Write mode overwrites the file, while append mode adds data to the end of the file.
For example :-
with open('output.txt', 'w') as file:
file.write("Hello, world!")
file.write("This is a text file.")
Using 'with open(...)' ensures that the file is properly closed after reading or
writing, even if an error occurs.
2. Read and Write Binary Files
Binary files contain data in a format that isn't readable as text. For example, image
files (like .jpg or .png) and executable files are binary files. In python, binary files
are handled by opening them with the mode 'rb' for reading and 'wb' for writing.
Reading Binary Files
To read a binary file, we open it in read-binary mode ('rb'). The read() method
works similarly to text files but returns data in binary format.
For example :-
with open('image.jpg', 'rb') as file:
content = file.read()
print(type(content))
Writing Binary Files
To write binary data, we open the file in write-binary mode ('wb'). When writing
binary files, data must be in the form of bytes.
For example :-
with open('output.bin', 'wb') as file:
file.write(binary_data)
print("This is the binary data")
3. Zip/Compress Binary Files
Python provides the zipfile module for working with (.zip) archives, which can be
used to compress binary or text files. The zip file module allows us to create, read,
and extract zip archives.
Compressing Binary Files
We can compress binary files into a .zip archive by using zip file and the write()
method to add files to the archive.
For example :-
import zipfile
with zipfile.ZipFile('archive.zip', 'w', zipfile.ZIP_DEFLATED) as zipf:
zipf.write('example.jpg', arcname='example.jpg')
The ZIP_DEFLATED option is used to apply compression.

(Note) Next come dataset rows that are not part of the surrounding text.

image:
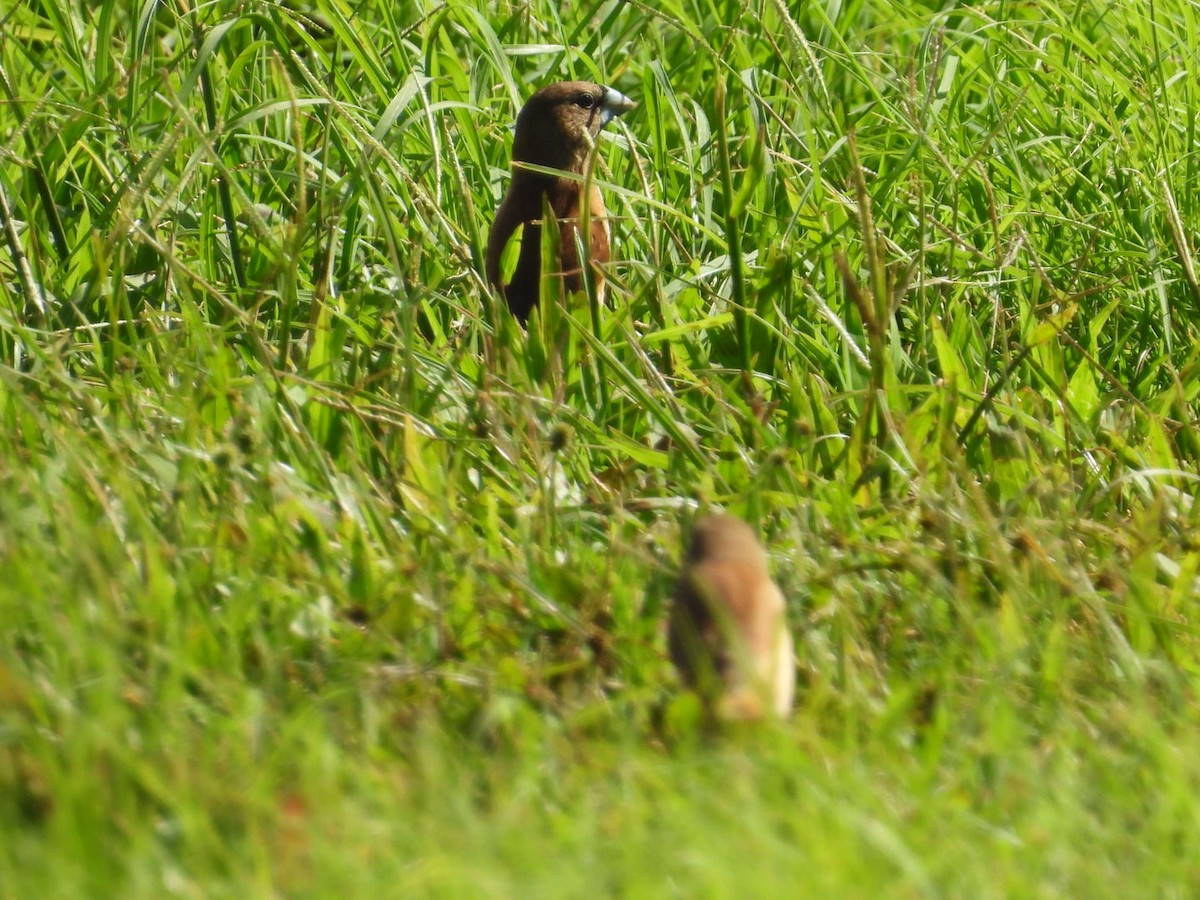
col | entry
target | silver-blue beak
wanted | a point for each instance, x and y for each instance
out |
(613, 105)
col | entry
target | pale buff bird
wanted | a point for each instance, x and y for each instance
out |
(727, 630)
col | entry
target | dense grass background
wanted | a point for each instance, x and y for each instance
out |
(317, 575)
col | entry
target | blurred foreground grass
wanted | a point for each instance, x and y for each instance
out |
(319, 577)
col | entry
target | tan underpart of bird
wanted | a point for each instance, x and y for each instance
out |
(727, 628)
(556, 129)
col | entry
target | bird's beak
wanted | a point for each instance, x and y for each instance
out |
(613, 105)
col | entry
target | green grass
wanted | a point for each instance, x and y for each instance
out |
(318, 577)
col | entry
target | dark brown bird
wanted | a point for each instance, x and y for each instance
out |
(727, 630)
(557, 129)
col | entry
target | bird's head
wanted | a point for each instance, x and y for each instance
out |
(724, 538)
(558, 124)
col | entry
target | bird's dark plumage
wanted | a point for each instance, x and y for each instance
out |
(727, 629)
(556, 130)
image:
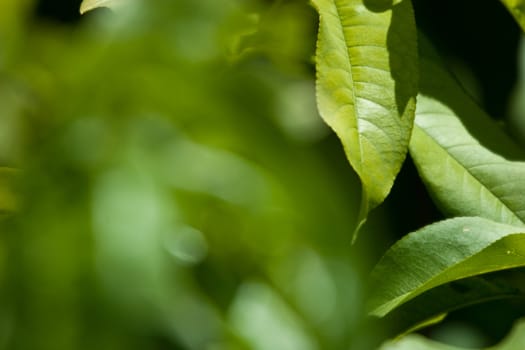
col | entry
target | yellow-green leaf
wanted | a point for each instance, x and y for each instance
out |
(517, 9)
(88, 5)
(367, 76)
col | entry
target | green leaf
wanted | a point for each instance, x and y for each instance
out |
(514, 341)
(441, 253)
(8, 199)
(366, 86)
(517, 9)
(434, 304)
(88, 5)
(463, 176)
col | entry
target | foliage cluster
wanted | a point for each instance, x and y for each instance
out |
(166, 181)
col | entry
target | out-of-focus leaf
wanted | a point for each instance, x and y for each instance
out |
(464, 177)
(366, 87)
(8, 200)
(88, 5)
(441, 253)
(517, 9)
(514, 341)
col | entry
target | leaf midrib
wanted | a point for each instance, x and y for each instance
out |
(352, 83)
(470, 173)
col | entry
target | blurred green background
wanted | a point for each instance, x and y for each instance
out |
(166, 181)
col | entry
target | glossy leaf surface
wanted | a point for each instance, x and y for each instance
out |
(441, 253)
(514, 341)
(464, 176)
(517, 9)
(366, 86)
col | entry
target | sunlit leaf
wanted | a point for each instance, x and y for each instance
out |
(88, 5)
(432, 306)
(366, 86)
(514, 341)
(463, 176)
(441, 253)
(517, 9)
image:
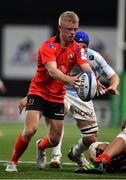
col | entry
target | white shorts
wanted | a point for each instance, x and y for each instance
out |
(122, 135)
(80, 109)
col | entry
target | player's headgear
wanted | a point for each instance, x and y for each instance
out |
(82, 37)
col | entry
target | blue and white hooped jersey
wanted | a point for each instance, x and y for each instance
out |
(99, 64)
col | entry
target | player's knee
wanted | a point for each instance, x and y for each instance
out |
(28, 133)
(89, 133)
(88, 140)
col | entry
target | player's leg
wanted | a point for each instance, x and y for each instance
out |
(57, 154)
(85, 117)
(119, 142)
(54, 113)
(23, 139)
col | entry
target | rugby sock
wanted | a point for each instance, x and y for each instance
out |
(104, 157)
(19, 148)
(79, 148)
(44, 143)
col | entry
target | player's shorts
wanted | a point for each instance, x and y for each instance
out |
(49, 109)
(122, 135)
(81, 110)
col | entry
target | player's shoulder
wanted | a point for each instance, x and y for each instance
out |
(94, 55)
(49, 43)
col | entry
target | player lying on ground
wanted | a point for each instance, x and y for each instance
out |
(108, 157)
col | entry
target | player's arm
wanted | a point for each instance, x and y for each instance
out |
(59, 75)
(114, 82)
(22, 104)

Extracting Files from a Zip Archive
To extract files from a zip archive, we use the extractall() method.
For example :-
with zipfile.ZipFile('archive.zip', 'r') as zipf:
zipf.extractall('extracted_files')
4. Serialization Using Pickle and JSON
Serialization refers to the process of converting an object into a format that can be
easily stored in a file or transmitted over a network. In python, this can be done
using modules like pickle and json.
Using Pickle for Serialization
The pickle module allows python objects to be serialized into a binary format, and
later deserialized back to their original state. This is useful for saving python
objects to disk (e.g., models, data structures).
For example :-
import pickle
data = {'name': 'Alice', 'age': 30, 'city': 'New York'}
with open('data.pkl', 'wb') as file:
pickle.dump(data, file)
Deserializing Objects
To retrieve the original object from the file,pickle.load() method is used.
For example :-
with open('data.pkl', 'rb') as file:
loaded_data = pickle.load(file)
print(loaded_data)
Using JSON for Serialization
JSON (Java Script Object Notation) is a lightweight format for storing and
transporting data. It is text-based, which makes it human-readable. The JSON
module can be used for serializing python objects into JSON format.
For example :-
import json
data = {'name': 'Bob', 'age': 25, 'city': 'Los Angeles'}
with open('data.json', 'w') as file:
json.dump(data, file)
Conclusion
File handling is a crucial skill in Python, enabling us to interact with different types
of files — text, binary, and compressed files. Through Python’s built-in modules
like open(), zipfile, pickle, and json, we can read, write, and compress files
efficiently, as well as serialize and deserialize objects for storage or transmission.
These capabilities are fundamental for many real-world applications like data
processing, web scraping, and working with large datasets.